Sempre que há uma identificação, as famílias são avisadas. Algumas escolhem recolher o material e sepultá-lo junto a outros fragmentos já encontrados. Outras escolhem cremá-lo ou mantê-lo no IML para destinação ao memorial.

“As vítimas foram mineradas pela Vale”, diz Alexandra Andrade, tesoureira da Avabrum, a associação dos familiares e vítimas dos atingidos pelo rompimento da barragem de Brumadinho. “Dentro das famílias das vítimas, muitos preferem não contar aos parentes o estado em que o corpo foi recuperado e sepultado”, afirma.

“A Vale não entregou e nunca vai entregar o corpo do meu filho”, diz Lúcia Aparecida, a mãe de Tiago.
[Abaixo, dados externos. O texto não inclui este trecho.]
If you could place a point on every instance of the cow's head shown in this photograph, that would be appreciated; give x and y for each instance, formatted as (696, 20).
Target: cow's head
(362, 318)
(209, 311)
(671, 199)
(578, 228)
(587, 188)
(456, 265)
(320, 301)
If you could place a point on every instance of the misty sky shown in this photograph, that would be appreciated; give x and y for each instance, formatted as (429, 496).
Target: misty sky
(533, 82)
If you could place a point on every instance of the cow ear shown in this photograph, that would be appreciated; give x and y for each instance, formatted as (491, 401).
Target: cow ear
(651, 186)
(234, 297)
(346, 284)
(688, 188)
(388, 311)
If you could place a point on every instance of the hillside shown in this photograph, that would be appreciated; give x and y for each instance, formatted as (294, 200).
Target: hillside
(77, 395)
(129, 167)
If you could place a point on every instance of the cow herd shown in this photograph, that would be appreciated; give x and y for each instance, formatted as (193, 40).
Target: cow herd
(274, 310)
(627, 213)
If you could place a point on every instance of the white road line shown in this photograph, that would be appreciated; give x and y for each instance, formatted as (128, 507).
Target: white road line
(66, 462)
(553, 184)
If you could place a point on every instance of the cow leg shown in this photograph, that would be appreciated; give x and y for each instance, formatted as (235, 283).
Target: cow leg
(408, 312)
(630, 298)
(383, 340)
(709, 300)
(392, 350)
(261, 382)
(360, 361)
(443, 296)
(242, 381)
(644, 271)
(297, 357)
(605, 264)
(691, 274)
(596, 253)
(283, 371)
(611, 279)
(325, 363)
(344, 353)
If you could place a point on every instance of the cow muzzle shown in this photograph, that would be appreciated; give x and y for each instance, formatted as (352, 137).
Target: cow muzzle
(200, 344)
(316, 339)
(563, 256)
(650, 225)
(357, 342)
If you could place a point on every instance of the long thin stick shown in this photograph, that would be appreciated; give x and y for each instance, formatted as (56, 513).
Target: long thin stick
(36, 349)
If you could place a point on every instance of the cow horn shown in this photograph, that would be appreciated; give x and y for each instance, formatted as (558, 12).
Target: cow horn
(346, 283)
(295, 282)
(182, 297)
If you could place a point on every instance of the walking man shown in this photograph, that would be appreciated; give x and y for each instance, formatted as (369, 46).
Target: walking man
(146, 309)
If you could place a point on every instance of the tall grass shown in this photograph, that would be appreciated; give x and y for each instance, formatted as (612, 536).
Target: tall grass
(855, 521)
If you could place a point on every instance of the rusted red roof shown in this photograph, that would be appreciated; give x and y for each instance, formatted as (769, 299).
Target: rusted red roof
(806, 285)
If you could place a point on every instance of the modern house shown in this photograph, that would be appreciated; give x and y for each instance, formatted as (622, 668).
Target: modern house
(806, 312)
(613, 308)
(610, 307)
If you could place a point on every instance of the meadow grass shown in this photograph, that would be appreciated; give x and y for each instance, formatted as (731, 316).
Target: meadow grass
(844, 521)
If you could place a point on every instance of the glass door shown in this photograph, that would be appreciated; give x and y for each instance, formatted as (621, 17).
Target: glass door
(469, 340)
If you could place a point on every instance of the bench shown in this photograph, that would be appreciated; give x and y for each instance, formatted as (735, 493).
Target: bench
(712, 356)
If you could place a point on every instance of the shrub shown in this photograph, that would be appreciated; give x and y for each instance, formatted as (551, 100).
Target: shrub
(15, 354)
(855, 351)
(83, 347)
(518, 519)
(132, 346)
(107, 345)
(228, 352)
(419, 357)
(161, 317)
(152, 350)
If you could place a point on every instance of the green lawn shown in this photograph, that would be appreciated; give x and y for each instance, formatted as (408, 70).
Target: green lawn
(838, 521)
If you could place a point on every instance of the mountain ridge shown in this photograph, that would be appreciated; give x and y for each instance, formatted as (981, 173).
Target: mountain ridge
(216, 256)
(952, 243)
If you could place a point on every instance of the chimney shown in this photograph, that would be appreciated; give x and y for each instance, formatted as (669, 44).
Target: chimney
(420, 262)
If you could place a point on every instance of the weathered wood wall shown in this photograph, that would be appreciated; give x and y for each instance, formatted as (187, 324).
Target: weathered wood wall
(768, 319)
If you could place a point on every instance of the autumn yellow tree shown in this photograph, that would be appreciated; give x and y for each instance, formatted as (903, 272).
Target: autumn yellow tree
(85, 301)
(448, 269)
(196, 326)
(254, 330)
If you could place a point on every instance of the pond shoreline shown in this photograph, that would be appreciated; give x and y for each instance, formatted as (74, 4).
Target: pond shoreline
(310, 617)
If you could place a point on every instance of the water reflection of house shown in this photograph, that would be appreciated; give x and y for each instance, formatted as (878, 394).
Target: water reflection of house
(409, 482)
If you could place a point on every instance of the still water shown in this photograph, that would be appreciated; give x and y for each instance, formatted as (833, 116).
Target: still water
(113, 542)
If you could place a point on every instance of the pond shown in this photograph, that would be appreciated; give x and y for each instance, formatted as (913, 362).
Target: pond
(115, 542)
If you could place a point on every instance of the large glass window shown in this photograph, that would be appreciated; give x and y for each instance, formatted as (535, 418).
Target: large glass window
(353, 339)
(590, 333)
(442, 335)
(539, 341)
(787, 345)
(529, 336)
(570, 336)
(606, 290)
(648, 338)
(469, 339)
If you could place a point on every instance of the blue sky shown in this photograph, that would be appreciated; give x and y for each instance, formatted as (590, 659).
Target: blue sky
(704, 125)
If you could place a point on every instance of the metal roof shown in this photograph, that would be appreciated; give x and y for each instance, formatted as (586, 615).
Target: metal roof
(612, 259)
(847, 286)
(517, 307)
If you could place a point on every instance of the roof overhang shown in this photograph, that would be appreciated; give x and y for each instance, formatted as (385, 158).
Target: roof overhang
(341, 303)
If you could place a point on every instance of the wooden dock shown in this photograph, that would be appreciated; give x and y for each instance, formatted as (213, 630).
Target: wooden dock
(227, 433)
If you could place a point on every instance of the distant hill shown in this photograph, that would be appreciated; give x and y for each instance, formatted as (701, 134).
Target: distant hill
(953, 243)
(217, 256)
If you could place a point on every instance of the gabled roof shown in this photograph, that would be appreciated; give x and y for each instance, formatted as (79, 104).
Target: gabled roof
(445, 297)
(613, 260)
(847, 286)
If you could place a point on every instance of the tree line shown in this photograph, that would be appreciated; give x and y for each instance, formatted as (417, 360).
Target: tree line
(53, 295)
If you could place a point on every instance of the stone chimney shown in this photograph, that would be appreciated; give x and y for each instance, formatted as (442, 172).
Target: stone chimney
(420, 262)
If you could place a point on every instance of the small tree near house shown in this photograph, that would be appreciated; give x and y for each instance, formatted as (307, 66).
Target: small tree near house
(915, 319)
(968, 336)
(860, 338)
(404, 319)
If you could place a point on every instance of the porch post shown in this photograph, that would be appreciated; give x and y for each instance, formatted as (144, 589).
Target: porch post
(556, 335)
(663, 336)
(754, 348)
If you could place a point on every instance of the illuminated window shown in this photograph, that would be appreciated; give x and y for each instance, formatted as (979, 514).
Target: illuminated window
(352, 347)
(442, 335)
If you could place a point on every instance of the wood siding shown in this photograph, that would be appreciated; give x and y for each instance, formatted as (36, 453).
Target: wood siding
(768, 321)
Ela e a filha, Daiana Mendes Almeida, defendem que as buscas sejam interrompidas e um parque seja construído no local da barragem.

Segundo a Vale e o Governo de Minas Gerais, as buscas só serão interrompidas quando um segmento da última vítima for encontrado -ou quando todos os rejeitos tiverem sido vistoriados.

Em nota, a Vale afirma que sempre norteou suas atividades por premissas de segurança e que nunca se evidenciou nenhum cenário que indicasse risco iminente de ruptura da estrutura B1, nome da barragem que ruiu.

Como mostrou reportagem da Folha de S.Paulo no início do mês, o relatório Dia a Dia do Acordo Geral de Reparação, até novembro de 2023 havia sido concluído 64% do compromisso de R$ 37,6 bilhões firmado em 2021 entre a Vale, o Governo de Minas Gerais, o Ministério Público Federal e o Ministério Público e a Defensoria Pública estadual.

A empresa afirmou que assumiu um compromisso com a reparação que vai além do pagamento das indenizações e do cumprimento dos acordos judiciais.

“A Vale tem total consciência das graves consequências que o rompimento da barragem causou”, afirma. “É um trabalho diário, realizado a partir de escutas ativas e respeitosas com as comunidades e em cumprimento de todos os compromissos assumidos com as instituições de justiça, governos e, principalmente, com a população.”